One base of a trapezoid is three times the length of the second base. The height of the trapezoid is 2 in. smaller than the second base. If the area of the trapezoid is 30 in², find the lengths of the bases and the height of the trapezoid.
Answer:
A = \(\frac{1}{2}\) (b₁ + b₂)h
30 = \(\frac{1}{2}\) (3b₂ + b₂ )(b₂ – 2)
30 = (2b₂ )(b₂ – 2)
2b₂² – 4b₂ – 30 = 0
2(b₂ – 5)(b₂ + 3) = 0
b₂ = 5 or – 3
However, only the positive value makes sense. The first base is 15 in.; the second base is 5 in.; and the height is 3 in.

Question 4.
A student is painting an accent wall in his room where the length of the wall is 3 ft. more than its width. The wall has an area of 130 ft². What are the length and the width, in feet?
Answer:
(w + 3)(w) = 130
w² + 3w – 130 = 0
(w + 13)(w – 10) = 0
w = 10 or – 13
However, since the measure must be positive, the width is 10 ft., and the length is 13 ft.

Question 5.
Find two consecutive even integers whose product is 80. (There are two pairs, and only an algebraic solution will be accepted.)
Answer:
(w)(w + 2) = 80
w² + 2w – 80 = 0
(w + 10)(w – 8) = 0
w = 8 or – 10
So, the consecutive even integers are 8 and 10 or – 10 and – 8.

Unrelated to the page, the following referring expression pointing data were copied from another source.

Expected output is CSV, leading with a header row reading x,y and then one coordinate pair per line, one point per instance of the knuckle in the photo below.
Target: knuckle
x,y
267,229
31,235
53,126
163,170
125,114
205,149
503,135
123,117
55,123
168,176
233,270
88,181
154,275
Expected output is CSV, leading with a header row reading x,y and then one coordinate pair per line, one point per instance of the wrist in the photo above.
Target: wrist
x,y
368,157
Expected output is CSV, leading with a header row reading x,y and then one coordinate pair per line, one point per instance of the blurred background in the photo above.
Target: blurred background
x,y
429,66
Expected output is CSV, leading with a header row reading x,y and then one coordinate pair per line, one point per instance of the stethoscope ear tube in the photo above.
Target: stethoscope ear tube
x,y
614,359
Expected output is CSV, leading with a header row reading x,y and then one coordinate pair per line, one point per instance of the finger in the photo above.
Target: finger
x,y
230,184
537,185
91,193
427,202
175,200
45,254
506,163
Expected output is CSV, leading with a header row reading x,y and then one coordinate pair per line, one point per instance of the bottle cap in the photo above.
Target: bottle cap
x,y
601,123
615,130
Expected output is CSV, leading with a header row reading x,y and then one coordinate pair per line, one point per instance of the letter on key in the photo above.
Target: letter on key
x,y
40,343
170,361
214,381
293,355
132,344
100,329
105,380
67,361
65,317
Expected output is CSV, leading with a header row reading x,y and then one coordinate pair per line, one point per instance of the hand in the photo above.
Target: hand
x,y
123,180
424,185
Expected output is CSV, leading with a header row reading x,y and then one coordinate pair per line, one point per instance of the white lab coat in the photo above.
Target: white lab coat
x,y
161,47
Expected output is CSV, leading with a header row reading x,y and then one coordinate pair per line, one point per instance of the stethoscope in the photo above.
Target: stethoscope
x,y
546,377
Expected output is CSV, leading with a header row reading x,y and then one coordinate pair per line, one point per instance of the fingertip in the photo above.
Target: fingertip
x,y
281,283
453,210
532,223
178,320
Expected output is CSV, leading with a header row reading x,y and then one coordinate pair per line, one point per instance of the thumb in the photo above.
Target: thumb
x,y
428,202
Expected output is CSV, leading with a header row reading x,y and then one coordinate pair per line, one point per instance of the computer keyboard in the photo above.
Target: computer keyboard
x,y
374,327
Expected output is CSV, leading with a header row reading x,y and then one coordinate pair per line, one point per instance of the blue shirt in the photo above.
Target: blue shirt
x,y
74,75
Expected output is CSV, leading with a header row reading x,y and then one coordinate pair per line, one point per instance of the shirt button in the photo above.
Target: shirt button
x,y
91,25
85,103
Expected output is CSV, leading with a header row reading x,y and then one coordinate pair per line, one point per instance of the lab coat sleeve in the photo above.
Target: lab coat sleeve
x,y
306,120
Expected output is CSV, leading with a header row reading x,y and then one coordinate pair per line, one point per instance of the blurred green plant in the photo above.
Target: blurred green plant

Eureka Math Algebra 1 Module 4 Lesson 7 Exit Ticket Answer Key

Question 1.
The perimeter of a rectangle is 54 cm. If the length is 2 cm more than a number, and the width is 5 cm less than twice the same number, what is the number?
Answer:
2l + 2w = P
2(n + 2) + 2(2n – 5) = 54
6n – 6 = 54
n = 10

Question 2.
A plot of land for sale has a width of x ft. and a length that is 8 ft. less than its width. A farmer will only purchase the land if it measures 240 ft². What value for x causes the farmer to purchase the land?
Answer:
(x)(x – 8) = 240
x². – 8x – 240 = 0
(x – 20)(x + 12) = 0
x = 20 or x = – 12
Since the answer cannot be negative, the answer is x = 20. The farmer will purchase the land if the width is 20 ft.